Tété-Michel, düşünülenin tersine, kış da dahil olmak üzere Grönland’ın sıkıntı yanlarını takdir etmeye başladı.
“Yazın buzdağlarına vuran güneşe, kışın da birebir buzdağlarına vuran ay ışığına hayrandım. Geceyi tercih etmeye başladım.
“Deniz donduğunda, İnuitler ülkelerinin hükümdarları oluyorlar. Köpek kızaklarıyla istedikleri her yere gidebiliyorlar. Yazın, şayet bir tekneniz yoksa, seyahat edemezsiniz. Ancak kışın, tüm Arktik sizin konutunuz, krallığınız oluyor.”
Afrika’ya dönüş
Tété-Michel, seyahati sırasında Afrika’ya geri dönmeyi hiç düşünmediğini itiraf ediyor. Lakin, buradaki kültürler ve genel olarak dünya hakkında daha fazla şey öğrendikçe, Afrika aklına gelmeye başladı.
“Halkım, bu dünya, hiç kimsenin görmediği kuzey ışıkları, ailemden hiç kimsenin üzerinde yürümediği deniz buzu, gün ışığının ya da gecenin olmadığı aylar hakkında ne söylerdi?”
“Birdenbire geri dönmem gerektiğini hissettim. Bu yüzden Grönland’ı terk ettim ve meskene geri döndüm” diye hatırlıyor.
Yılanlara tapınma mukadderatından kaçmak için Togo’yu terk eden 16 yaşındaki çocuk, ülkesine 28 yaşında bir adam olarak, sevdikleriyle paylaşacağı bir dünya dolusu öyküyle geri dönecekti.
Bunlardan biri de karın yağışıydı.
“Büyükbabama karı anlatmak için, ‘Sevgili büyükbaba, gökyüzündeki tüm beyaz kuşlar birdenbire tüylerini dökselerdi, hayal et’ dedim.”
“Büyükbabam sonraki gün, hayalinde güneşi kapatacak kadar büyük kar tanelerini gördüğünü söyleyerek tüm aileyi güldürdü.

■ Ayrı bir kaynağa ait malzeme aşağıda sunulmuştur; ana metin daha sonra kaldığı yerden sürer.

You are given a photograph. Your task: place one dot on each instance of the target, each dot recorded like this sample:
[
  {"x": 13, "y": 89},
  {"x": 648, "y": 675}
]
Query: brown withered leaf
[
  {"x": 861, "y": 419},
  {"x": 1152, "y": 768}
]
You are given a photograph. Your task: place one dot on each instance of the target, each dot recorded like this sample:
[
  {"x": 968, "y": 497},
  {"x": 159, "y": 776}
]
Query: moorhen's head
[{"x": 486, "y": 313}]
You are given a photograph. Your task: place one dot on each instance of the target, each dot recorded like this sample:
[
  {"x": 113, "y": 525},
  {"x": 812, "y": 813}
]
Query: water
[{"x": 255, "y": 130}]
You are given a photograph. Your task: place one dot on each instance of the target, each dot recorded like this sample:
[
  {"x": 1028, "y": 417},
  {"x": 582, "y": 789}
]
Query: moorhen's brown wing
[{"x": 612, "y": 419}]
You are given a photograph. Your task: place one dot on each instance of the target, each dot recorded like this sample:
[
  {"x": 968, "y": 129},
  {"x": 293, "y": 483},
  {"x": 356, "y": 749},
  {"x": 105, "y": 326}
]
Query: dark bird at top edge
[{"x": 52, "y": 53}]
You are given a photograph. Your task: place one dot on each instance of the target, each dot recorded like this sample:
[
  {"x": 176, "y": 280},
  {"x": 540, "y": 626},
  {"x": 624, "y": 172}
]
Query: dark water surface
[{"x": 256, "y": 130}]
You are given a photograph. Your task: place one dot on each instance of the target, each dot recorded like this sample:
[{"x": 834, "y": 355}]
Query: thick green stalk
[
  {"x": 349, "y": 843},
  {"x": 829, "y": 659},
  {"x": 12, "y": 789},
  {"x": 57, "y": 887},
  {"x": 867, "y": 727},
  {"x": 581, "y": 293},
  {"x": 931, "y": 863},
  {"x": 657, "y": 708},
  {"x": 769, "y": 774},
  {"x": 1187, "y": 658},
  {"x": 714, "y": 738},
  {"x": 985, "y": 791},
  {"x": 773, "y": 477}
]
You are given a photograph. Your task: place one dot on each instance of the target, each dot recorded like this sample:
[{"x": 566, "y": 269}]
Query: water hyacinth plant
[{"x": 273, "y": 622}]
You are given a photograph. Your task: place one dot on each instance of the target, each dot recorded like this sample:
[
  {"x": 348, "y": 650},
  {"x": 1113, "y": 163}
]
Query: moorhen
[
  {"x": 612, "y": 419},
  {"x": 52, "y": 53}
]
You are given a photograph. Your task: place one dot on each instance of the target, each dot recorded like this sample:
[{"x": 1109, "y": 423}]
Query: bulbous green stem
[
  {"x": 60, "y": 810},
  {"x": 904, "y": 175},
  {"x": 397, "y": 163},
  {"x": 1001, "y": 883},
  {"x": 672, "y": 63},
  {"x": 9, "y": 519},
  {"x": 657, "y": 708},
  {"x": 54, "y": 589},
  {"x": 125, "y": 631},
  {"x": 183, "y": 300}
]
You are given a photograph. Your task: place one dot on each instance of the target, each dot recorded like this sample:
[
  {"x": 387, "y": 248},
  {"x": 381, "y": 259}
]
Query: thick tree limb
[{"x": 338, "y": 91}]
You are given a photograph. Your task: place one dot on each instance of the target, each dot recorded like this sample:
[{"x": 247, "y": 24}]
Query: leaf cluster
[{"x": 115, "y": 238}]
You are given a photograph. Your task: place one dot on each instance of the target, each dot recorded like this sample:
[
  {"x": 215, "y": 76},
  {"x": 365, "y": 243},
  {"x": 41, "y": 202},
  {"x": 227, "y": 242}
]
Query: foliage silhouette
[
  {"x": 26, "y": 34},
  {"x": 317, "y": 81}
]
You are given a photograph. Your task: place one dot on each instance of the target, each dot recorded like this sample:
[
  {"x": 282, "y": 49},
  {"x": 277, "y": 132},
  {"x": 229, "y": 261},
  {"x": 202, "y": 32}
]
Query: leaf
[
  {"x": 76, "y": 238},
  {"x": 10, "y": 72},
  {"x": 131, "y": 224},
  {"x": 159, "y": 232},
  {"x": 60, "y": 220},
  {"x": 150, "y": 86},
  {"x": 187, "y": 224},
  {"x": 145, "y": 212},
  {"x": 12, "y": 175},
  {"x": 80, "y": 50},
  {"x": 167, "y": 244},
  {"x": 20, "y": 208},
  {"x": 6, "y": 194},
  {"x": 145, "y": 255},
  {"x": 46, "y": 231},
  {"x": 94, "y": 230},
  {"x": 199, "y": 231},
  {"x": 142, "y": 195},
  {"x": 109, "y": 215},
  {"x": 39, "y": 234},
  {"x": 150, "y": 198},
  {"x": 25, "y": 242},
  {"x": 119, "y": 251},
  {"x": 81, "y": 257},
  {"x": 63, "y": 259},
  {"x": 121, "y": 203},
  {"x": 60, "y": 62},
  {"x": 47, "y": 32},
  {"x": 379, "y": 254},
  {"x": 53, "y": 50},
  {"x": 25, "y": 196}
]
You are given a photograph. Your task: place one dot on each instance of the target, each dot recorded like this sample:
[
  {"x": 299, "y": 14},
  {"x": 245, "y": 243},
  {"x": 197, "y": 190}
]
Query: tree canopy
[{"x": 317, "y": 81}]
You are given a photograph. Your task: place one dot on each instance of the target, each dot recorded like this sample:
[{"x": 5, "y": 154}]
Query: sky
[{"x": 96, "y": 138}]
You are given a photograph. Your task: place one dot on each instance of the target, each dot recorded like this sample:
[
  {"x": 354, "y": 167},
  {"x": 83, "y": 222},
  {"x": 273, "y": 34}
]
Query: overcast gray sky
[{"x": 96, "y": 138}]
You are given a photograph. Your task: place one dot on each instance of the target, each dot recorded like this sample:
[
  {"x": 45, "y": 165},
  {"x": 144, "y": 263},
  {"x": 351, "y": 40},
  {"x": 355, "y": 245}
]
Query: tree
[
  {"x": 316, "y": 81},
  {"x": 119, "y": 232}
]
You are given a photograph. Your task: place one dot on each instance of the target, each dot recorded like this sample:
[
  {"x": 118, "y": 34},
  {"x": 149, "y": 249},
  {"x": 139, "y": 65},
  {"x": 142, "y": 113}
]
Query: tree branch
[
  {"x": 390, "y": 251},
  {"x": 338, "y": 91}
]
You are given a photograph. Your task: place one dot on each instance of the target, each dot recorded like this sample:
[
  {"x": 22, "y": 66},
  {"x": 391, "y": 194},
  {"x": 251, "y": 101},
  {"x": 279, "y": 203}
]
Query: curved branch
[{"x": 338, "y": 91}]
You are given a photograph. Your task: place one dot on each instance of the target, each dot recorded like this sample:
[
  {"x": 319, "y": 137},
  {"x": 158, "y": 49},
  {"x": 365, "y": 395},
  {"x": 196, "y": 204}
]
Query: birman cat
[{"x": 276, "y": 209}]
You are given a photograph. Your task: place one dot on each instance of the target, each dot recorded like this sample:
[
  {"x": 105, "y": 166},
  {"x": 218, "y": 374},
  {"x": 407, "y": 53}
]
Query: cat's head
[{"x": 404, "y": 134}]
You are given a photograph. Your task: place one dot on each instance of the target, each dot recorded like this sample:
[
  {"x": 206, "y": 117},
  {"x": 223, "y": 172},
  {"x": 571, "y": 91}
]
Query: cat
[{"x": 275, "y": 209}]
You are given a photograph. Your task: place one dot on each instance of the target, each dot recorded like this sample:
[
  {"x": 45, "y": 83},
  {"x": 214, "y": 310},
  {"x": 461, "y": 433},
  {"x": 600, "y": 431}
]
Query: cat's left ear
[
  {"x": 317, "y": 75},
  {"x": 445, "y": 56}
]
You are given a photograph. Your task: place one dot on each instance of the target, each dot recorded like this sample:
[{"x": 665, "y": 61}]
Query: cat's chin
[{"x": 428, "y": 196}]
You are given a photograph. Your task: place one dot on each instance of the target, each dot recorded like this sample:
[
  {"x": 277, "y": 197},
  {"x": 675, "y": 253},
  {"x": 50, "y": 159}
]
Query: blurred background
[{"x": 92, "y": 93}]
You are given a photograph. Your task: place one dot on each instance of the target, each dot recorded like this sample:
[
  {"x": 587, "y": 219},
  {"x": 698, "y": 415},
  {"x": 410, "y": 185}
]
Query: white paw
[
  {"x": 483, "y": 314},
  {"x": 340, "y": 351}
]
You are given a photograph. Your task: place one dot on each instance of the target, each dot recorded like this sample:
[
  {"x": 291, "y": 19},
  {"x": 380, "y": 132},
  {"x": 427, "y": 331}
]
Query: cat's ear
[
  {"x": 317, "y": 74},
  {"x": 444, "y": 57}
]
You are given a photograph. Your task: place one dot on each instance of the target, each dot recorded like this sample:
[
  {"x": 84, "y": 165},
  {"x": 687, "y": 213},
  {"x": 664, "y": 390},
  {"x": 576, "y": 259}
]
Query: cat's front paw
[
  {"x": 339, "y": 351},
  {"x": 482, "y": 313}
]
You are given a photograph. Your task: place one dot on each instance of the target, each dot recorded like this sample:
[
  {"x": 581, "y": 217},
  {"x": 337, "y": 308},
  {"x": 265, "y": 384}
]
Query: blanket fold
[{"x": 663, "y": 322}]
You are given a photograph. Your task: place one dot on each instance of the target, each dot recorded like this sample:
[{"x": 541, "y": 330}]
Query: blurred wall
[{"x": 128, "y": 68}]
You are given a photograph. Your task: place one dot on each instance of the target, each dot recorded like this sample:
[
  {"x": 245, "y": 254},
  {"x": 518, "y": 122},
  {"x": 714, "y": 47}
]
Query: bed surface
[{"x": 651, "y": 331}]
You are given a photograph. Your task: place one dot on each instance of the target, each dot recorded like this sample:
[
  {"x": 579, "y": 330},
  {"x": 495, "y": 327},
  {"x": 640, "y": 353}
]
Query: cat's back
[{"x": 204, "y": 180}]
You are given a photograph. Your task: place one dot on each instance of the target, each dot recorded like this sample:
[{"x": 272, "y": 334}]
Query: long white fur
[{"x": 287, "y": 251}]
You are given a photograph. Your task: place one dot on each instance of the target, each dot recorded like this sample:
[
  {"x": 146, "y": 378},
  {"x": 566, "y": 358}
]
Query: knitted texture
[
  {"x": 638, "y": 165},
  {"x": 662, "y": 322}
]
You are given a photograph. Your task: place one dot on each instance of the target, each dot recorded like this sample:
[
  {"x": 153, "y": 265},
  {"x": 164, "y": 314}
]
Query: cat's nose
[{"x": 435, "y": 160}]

Amcalarımdan biri ona, ‘Peki tüylerini döken kuşlara ne oldu? Kanatları olmadan nasıl uçabildiler?’ diye sordu'”
“Topluluğumuzda birinci kere karla ilgili sohbet ediliyordu.”
Tété-Michel, tecrübeleri sayesinde büyüklerinin hürmetini kazandı.
“Geri döndüğümde büyükbabam, babam, amcalarım ve teyzelerim beni dinliyordu. Beni büyütmüşlerdi fakat Grönland beni bir adam yapmıştı. Bir tıp bilge adam oldum, herkesin dinlediği biriydim.”
Tété-Michel, geri döndükten bir yıl sonra tecrübelerini kıtanın geri kalanıyla paylaşmaya karar verdi ve Afrika cinsine çıktı. İnsanlara donmuş Grönland cennetinde gördüklerini anlatacaktı.
Daha sonra Fransa’ya taşındı ve onu şöhrete kavuşturan “Grönland’da Bir Afrikalı” isimli kitabını yayımladı.
Bugüne ait, “Hiç üniversiteye gitmedim fakat üniversiteler beni konuşmalar yapmaya davet ediyor. Antropologlardan e-postalar ve etnologlardan mektuplar alıyorum. Kitabım onlar için bir model haline geldi” diyor ve ekliyor:
“Afrika ve Grönland ortasında bir köprü kurdum. Her gün Grönland’dan bahsediyorum, güya oradan hiç ayrılmamışım üzere.”
* BBC Outlook radyo programında yayımlandı, BBC Mundo tarafından uyarlandı.